六月的陽光明媚,從洞開的門外渲洩進來,刺眼得無法正視。耀眼的光線中,一道頎長的人影慢慢走過來,蹲在她面前,柔聲問道:“晚兒,怎麼
不躺下睡?這樣坐著,脖子不酸麼?”
說著,他溫暖修長的手指便輕撫上她的後脖處,輕緩而有節奏地按摩。
溫筱晚側了側身,躲開了他的手指,冷聲道:“皇上不用上朝嗎?現在可沒攝政王代理朝政了。”
沐銘天心中一窒,心底湧上一團怒火,隨即又強行壓下,依舊溫柔地笑道:“朕已經下朝了。晚兒,朕答應你,讓你生下這個孩子,可是,你以後要專心專意地服侍朕,再不得心有旁鶩,紅杏出牆更是不許,朕的忍耐是有限的。”

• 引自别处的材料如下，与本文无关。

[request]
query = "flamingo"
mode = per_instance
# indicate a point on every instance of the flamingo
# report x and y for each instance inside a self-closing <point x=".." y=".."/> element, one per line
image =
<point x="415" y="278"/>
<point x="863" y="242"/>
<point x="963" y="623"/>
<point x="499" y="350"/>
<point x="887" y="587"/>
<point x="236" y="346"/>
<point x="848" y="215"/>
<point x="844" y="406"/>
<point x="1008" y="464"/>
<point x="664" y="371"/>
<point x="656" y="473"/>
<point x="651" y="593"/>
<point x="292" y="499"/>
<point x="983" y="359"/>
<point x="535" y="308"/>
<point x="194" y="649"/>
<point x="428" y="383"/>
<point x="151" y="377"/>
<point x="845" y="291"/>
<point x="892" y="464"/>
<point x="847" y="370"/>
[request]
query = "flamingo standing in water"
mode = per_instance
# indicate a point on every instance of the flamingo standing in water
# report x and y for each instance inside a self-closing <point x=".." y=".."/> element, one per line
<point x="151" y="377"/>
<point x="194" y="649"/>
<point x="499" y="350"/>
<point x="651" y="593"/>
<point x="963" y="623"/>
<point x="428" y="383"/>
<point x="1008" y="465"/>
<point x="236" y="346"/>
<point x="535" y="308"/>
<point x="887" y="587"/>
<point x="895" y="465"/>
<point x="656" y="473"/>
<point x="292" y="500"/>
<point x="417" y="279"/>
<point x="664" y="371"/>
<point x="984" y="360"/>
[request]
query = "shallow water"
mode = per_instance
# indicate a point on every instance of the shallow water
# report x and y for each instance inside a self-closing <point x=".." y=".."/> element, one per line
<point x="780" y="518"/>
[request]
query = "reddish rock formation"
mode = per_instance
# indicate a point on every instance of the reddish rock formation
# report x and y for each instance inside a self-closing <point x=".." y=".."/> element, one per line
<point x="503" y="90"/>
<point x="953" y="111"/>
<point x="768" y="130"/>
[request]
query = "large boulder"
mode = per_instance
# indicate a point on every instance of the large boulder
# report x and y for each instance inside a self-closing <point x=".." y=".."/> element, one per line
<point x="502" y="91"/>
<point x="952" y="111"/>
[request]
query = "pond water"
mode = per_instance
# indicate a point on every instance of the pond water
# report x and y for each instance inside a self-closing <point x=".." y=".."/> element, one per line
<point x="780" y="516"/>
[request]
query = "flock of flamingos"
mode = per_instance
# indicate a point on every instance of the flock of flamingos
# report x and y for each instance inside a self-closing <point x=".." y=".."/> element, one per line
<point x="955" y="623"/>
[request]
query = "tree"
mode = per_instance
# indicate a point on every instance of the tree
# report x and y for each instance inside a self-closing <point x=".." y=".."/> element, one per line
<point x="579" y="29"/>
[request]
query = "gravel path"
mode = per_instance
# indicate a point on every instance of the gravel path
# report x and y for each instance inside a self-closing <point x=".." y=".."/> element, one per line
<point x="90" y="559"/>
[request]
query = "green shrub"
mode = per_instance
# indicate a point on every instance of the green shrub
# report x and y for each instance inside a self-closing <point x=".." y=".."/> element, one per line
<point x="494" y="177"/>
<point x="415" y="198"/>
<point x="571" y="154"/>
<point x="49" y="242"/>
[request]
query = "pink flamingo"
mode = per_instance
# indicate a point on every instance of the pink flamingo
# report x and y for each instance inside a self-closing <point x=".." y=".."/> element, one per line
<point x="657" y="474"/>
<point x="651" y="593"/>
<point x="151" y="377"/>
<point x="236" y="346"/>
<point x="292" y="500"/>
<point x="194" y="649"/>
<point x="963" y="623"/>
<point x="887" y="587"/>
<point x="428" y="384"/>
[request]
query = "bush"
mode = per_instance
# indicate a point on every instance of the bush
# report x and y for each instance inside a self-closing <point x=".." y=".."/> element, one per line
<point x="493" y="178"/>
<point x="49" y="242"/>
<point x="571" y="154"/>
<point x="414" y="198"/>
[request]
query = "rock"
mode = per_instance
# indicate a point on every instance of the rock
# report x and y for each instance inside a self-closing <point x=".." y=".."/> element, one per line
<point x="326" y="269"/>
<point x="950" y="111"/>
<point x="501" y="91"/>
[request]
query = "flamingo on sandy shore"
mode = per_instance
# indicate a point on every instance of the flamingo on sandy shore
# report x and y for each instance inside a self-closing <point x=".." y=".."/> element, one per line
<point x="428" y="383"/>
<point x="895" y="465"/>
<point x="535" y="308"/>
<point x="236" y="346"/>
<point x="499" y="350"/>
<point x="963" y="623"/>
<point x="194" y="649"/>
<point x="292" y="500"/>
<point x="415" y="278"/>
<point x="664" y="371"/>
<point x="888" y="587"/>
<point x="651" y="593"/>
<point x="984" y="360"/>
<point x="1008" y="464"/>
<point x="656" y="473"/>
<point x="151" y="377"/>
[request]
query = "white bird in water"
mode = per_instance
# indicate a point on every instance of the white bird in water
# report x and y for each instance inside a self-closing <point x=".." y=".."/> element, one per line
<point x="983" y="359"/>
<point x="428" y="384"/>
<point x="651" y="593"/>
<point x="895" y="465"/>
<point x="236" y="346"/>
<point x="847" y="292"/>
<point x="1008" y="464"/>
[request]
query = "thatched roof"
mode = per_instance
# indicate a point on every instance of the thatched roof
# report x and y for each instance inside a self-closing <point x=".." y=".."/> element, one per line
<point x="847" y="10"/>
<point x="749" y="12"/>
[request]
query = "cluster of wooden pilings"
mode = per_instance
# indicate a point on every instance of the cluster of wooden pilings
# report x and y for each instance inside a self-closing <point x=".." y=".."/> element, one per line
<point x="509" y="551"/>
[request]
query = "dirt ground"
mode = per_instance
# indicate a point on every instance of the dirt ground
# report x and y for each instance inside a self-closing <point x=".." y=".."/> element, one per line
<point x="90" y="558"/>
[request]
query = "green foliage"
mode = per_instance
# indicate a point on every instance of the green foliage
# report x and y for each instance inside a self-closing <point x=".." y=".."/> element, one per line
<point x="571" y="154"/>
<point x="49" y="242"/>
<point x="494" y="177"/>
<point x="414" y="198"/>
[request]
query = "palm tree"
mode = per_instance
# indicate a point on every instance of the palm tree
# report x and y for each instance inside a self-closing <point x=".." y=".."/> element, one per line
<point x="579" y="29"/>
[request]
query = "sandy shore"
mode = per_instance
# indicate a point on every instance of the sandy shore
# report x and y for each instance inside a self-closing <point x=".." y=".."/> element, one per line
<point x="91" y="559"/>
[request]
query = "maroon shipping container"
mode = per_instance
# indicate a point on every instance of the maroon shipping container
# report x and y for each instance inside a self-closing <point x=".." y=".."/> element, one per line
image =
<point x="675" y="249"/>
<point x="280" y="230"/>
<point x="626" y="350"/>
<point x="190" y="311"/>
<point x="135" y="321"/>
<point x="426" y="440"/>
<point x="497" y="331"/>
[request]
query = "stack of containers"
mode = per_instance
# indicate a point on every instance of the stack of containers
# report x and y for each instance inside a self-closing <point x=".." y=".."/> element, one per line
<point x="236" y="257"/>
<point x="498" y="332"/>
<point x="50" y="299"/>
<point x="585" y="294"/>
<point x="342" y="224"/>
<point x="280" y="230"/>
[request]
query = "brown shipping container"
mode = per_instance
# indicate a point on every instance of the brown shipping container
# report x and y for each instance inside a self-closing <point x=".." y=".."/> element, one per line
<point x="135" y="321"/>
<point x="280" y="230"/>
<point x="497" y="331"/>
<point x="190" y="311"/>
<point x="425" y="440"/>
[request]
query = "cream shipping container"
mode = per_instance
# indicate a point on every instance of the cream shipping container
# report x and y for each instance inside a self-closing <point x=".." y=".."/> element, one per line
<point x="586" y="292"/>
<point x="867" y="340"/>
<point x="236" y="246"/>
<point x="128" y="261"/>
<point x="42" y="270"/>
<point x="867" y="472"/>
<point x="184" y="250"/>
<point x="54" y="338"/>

溫筱晚心中好笑,她什麼時候是他的人,談什麼紅杏出牆。可他答應讓她生下孩子,這一點讓她非常懷疑,盯著他關切的眼眸半晌,也沒發覺半點虛偽之象,心中恍然大悟,或許是想讓無憂有所忌憚?
不過,對她來說,卻是再好不過的訊息,只要能保住腹中的寶寶,她受些委屈也沒什麼。想到這兒,溫筱晚垂下了眼眸,顯得有幾分心動,卻又一聲不吭。
沐銘天當然不會天真地以為她已經對自己心動,但只要她能分出強弱之勢,他就有把握俘獲她的心。於是,他站起身來,揚聲道:“來人,送溫妃娘娘回錦安宮。”
很好!紅杏出牆之後,她還升職了。
宮中的日月,寂寞而悠長。
溫筱晚在錦安宮一住就是四個月。現如今的她,已經是八個月的大肚皮了,其間,妃子們除了虞月靈來探望過她幾次,旁的人都未曾踏入過錦安宮中。她以為是她們不屑於同她交往,其實,這是沐銘天下的禁足令,他怕這群女人會去找晚兒的穢氣,好心替她擋下這些明刀暗劍。
倒是沐銘天,每日都會來一趟,或與她聊天、或與她下棋,總要在錦安宮坐上一個來時辰。
某日,官兵們攻破了暗獄門的大門,將暗獄門的總部夷為平地;
某日,潮州官兵抓住了暗獄門的某位堂主,砍去了沐無憂的一個得力助手;
某日,沐無憂的行蹤在濯縣被人發現,官兵圍追堵劫,斬殺叛匪五十餘人,匪首沐無憂受傷逃離……
這些關於沐無憂的訊息都是沐銘天親口告訴溫筱晚的,旨在告訴她,沐無憂已經山窮水盡了,不日就會被官兵們抓住,就地正法,你還是死了這條心吧。
溫筱晚卻依舊淡定自若,她知道,沐銘天在朝野上下雷厲風行地剷除睿親王的餘黨,也一定不會放過無憂,可她也知道,只要無憂還有一口氣在,就一定會入宮來救她們母子。而心情對寶寶的成長髮育十分重要,所以她這個母親,要做的就是保持良好的心態,等待王子來救她出苦海就是了。
沐銘天對她的反應非常氣惱,對她數月來的冷淡更是怒火中燒,可現在的她打又打不得,只好將怒氣硬吞下肚去。